Within a blink of an eye came 2007 - a whole new year packed with excitement and endless possibilities! I celebrated in Chicago this year, staying with my brother and his wife. I spent the evening babysitting my beautiful niece and nephew. I wonder how many other 24 year olds spent New Year's Eve lying on the floor with two children watching Dora's Halloween Adventures!
It's funny to think that it was only one year ago that I officially moved to Canada from Switzerland for what I knew would be quite the adventure. On December 31st 2005, I had arrived in Montreal that night, and had a quick sushi bite with friends, a nice tea. I was in bed sleeping away in peace while the clock ticked into the new year and I embarked on a fresh beginning in my new home.

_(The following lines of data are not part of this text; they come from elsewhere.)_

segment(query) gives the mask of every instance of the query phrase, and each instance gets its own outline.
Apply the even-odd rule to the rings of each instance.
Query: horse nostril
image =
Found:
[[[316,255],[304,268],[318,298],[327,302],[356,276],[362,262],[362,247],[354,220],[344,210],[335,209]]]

Moving to Canada, I set out looking for the community I have always lacked and that is what 2006 was all about and I am happy to say that the attempts were quite successful and set the groundwork for more to come... I met plenty of fabulous people this year from all walks of life and discovered many different personalities. Most importantly, I became more involved in the Islamic community and continued to explore my spirituality and my faith, which I treasure. 2006 was also a year of career discovery as I continue to search for my professional purpose! Moving through three different job positions, I feel much closer to knowing what I want to do. Consequently, I have finally made the confident decision not to go to law school and pursue a masters in business.
Looking Forward to 2007
If I had to choose a theme for 2007, it would be "stability". I want to find answers to all the questions that have been hanging up in the air for years... Going back for my MBA will help me really figure out what I want to do with my career and make myself more of an asset to the business world. There is so much to achieve and accomplish - I want to continue to race forward and challenge my capabilities. I want to strengthen my Islam... I want to overcome the emptiness I feel inside when it comes to Libya and stop feeling so torn and deformed... I want to get rid of this ache - that famous repetitive ache - that haunts me once every few months and begs me to return to my country and make it my own... and of course, I would love to meet a partner, someone compatible with my vision for the future and who shares similar desires so that we may merge our paths and move forward as one.
So much to discover and learn... and I truly look forward to what life will bring. InshaAllah kheir!